Environment variables
Section titled “Environment variables”AskDB reads .env next to your process via dotenv, then evaluates your askdb.config.*. You choose the variable names — they’re whatever you pass to env("…") in your config. The scaffolded config uses these common names; rename any of them in your config and .env together:
| Variable | Reads into (config field) | Notes |
|---|---|---|
OPENAI_API_KEY | ai.providerConfig.openai.apiKey | Standard OpenAI key. |
OPENAI_MODEL | ai.providerConfig.openai.model | Optional model override. Default: gpt-4o-mini. |
ANTHROPIC_API_KEY | ai.providerConfig.anthropic.apiKey | When ai.provider = "anthropic". Default model: claude-sonnet-4-6. |
AZURE_API_KEY, AZURE_RESOURCE_NAME | ai.providerConfig.azure.* | Azure OpenAI. |
DATABASE_URL | introspection.providerConfig.postgres.databaseUrl | Postgres introspection connection. |
Everything else AskDB needs — output directory, mode, log level, Studio query connection, the vector-store URL — is set the same way: a field in askdb.config.ts, bound to a name you choose with env("…"). You don’t set any AskDB-prefixed variables yourself; AskDB derives its internal runtime values from your config.
Custom providers
Section titled “Custom providers”ai.provider accepts any string — not just the first-party literals. When an unknown provider string is used, AskDB applies a generic branch: you supply ai.providerConfig.custom.{apiKey, baseUrl, model} (each bound to a name you choose with env("…")), and AskDB hands them to whatever adapter is registered under that provider name.

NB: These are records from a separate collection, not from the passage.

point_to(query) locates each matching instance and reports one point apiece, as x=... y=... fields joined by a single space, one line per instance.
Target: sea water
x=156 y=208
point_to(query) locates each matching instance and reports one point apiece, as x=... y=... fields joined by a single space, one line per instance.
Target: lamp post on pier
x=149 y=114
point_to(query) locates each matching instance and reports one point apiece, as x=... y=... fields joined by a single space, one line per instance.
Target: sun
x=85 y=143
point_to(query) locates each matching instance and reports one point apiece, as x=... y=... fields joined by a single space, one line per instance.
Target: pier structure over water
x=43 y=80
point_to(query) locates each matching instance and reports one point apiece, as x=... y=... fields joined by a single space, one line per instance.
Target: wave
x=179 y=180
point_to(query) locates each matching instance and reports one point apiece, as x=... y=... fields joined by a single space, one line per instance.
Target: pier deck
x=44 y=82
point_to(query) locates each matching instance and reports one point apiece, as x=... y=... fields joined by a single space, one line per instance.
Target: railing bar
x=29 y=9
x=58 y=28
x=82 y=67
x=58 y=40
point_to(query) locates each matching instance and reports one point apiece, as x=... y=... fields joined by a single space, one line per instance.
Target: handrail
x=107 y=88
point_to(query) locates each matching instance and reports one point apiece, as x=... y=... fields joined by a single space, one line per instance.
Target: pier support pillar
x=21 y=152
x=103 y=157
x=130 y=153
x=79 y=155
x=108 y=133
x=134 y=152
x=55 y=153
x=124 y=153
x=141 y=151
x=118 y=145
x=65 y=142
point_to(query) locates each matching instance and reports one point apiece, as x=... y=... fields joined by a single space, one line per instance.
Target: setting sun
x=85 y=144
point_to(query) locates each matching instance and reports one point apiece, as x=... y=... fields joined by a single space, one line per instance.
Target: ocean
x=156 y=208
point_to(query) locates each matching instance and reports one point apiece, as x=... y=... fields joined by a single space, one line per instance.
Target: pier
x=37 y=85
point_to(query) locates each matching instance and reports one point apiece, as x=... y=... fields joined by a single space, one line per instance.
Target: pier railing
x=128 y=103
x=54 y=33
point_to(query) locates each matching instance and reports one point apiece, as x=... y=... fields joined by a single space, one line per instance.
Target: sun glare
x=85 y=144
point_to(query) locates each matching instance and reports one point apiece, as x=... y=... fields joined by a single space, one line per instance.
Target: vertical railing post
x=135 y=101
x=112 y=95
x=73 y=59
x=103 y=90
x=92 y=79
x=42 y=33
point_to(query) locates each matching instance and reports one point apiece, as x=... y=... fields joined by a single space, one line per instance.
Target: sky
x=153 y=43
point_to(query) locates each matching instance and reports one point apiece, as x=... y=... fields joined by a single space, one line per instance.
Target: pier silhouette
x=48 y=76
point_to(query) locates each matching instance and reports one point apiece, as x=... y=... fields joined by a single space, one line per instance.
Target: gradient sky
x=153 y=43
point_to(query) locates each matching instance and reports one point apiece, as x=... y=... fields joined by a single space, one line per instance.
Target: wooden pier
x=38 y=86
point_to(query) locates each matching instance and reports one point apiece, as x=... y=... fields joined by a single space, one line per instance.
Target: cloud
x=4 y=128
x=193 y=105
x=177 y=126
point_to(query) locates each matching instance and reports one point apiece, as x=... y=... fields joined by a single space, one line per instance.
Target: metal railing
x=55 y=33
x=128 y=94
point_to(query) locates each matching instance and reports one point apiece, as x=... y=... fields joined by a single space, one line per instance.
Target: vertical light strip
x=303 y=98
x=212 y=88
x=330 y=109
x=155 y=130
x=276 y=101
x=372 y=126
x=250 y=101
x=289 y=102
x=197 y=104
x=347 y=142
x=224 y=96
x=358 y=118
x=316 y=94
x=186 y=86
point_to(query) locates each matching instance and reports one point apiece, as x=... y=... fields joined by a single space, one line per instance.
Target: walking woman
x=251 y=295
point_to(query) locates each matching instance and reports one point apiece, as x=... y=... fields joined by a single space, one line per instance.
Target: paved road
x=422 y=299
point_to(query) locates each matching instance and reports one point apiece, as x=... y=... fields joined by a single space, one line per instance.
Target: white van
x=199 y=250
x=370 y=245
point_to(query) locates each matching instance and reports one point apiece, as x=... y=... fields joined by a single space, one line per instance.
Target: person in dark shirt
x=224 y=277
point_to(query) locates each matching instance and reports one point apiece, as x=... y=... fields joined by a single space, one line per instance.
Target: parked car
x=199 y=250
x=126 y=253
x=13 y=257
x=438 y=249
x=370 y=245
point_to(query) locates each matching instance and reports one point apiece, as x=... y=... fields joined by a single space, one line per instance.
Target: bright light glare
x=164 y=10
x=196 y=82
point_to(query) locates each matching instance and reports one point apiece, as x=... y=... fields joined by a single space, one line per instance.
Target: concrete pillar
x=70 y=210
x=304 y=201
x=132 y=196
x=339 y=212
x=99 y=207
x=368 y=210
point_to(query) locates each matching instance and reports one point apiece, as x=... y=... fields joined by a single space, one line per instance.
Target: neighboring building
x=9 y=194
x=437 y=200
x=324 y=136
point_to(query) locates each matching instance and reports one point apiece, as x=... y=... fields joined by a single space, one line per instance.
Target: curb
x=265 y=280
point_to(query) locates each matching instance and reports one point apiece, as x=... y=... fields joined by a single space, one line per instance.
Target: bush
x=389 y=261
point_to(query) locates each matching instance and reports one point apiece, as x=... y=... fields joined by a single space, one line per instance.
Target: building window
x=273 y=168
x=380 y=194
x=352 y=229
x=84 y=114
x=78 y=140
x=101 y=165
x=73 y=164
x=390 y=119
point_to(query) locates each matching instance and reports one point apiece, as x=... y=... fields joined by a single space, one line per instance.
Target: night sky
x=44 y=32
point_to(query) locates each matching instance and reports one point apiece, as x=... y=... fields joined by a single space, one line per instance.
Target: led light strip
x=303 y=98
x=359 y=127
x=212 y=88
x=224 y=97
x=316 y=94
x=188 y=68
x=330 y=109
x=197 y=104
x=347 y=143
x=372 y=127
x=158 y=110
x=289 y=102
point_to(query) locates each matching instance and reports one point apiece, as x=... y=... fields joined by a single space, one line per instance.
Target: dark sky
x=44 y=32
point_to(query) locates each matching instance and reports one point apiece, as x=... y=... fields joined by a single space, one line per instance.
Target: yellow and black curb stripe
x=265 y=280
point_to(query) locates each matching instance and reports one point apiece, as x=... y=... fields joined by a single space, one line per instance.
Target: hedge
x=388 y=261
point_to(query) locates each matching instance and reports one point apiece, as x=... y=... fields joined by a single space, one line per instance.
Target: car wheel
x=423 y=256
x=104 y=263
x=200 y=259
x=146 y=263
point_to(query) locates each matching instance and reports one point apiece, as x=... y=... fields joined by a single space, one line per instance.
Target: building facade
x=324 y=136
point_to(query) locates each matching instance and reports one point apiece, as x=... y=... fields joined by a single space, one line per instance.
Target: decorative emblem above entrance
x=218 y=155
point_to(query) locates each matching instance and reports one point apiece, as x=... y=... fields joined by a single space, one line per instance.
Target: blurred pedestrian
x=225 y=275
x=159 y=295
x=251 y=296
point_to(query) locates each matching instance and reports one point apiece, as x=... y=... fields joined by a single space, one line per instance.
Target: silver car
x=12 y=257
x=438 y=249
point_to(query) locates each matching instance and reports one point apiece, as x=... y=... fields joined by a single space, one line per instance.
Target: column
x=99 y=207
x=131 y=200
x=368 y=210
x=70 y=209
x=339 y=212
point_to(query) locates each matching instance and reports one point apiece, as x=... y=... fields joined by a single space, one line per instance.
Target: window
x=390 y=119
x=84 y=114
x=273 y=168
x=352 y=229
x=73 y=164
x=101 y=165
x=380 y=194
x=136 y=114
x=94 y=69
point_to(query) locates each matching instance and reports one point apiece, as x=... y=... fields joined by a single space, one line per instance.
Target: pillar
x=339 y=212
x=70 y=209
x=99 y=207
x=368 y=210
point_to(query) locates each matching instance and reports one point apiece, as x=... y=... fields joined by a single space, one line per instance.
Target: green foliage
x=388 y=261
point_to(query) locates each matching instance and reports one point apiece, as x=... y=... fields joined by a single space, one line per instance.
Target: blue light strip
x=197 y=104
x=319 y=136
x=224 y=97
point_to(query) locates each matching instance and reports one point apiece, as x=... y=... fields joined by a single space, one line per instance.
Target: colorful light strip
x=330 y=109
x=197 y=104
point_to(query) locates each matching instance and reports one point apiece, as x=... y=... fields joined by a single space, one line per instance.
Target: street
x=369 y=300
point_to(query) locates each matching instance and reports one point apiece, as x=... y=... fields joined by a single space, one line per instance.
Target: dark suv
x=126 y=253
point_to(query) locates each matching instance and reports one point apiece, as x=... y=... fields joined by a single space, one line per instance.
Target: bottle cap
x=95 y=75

import { defineConfig, env } from "@askdb/config";
export default defineConfig({ ai: { provider: "mistral", // any string providerConfig: { custom: { apiKey: env("MISTRAL_API_KEY"), model: "mistral-large-latest", }, }, }, // ...});This works end to end only when the consuming registry has an adapter registered under that provider name. First-party apps (@askdb/http-api, the CLI) register openai, azure, foundry, google, and anthropic. For any other provider you have two options:
- Embed AskDB and register your own adapter via
createAiRegistry— about 40 lines of code. - Use the
openaiprovider with a custombaseUrlfor any OpenAI-compatible endpoint (vLLM, OpenRouter, Together, Ollama, …).

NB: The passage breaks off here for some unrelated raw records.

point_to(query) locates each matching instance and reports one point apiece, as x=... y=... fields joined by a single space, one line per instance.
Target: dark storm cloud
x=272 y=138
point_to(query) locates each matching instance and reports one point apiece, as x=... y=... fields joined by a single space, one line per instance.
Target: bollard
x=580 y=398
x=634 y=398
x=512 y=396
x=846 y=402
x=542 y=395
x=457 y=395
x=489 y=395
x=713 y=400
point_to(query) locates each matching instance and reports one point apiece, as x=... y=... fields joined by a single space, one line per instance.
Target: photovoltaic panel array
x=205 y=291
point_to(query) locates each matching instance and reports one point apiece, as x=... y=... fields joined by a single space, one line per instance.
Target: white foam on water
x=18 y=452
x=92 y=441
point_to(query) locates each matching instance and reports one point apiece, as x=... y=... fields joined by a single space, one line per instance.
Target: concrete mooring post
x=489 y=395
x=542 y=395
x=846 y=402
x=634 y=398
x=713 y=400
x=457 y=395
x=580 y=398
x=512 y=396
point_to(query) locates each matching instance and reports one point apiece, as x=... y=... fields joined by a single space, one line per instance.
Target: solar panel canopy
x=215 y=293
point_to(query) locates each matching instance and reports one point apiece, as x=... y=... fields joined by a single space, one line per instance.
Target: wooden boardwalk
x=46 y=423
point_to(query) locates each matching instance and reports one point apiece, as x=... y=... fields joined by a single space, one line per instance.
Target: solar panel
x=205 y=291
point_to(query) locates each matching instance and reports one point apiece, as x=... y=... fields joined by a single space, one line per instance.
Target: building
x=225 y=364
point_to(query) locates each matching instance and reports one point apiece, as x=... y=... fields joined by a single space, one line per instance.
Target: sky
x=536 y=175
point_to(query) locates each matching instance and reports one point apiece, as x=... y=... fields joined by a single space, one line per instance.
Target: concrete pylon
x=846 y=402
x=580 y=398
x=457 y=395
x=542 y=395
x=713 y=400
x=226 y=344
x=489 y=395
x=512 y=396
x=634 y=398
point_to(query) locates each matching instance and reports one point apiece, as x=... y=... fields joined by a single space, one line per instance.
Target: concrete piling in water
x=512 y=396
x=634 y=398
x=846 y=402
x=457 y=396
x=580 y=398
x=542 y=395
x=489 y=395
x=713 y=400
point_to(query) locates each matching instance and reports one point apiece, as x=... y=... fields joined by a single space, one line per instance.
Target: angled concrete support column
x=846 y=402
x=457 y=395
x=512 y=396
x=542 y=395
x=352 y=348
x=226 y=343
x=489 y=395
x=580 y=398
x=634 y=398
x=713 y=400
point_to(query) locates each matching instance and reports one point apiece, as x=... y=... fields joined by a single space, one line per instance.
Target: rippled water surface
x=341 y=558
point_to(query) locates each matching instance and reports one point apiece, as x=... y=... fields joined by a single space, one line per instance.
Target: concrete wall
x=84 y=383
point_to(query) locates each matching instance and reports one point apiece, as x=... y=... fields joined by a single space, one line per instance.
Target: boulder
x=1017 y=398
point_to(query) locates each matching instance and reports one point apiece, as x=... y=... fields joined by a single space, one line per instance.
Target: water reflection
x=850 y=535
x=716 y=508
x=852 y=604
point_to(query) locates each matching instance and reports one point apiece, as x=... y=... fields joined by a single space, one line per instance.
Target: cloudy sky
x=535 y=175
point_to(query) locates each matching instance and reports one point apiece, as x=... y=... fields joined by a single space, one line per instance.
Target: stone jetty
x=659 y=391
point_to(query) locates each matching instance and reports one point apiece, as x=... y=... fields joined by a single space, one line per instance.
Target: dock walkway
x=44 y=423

See Bring your own model for the embedding walkthrough.
Reading config at runtime
Section titled “Reading config at runtime”In code that uses the AskDB libraries directly, call bootstrapAskDbEnv() at startup and then read settings via getAskDbRuntimeConfig():
import { bootstrapAskDbEnv, getAskDbRuntimeConfig } from "@askdb/config";
bootstrapAskDbEnv({ cwd: process.cwd() });
const rt = getAskDbRuntimeConfig();const aiEnv = rt.ai.aiEnv; // provider + key/model env mapconst outputDir = rt.introspection.outputDir; // resolved artifact directoryAskDB does not copy the full config into process.env. The runtime snapshot is the source of truth — use getAskDbRuntimeConfig rather than process.env for anything AskDB-specific.
Config precedence
Section titled “Config precedence”For any given setting, the precedence (highest wins) is:
- Per-call arguments — CLI flags (
--mode,--schema, …) andask()options. - The
askdb.config.*file — the single source of truth for the runtime snapshot. - Built-in defaults applied for optional fields (e.g.
outputDir→./askdb/).
Environment variables don’t override the config file from the outside — they flow through it: every env("VAR") call in the config reads the environment when the file loads. .env is loaded first (without overwriting variables already set in the real environment), so the per-environment override story is: system env beats .env, and whatever env() reads lands in the snapshot. This still lets you ship one config file and vary it per environment — just route each tunable through env().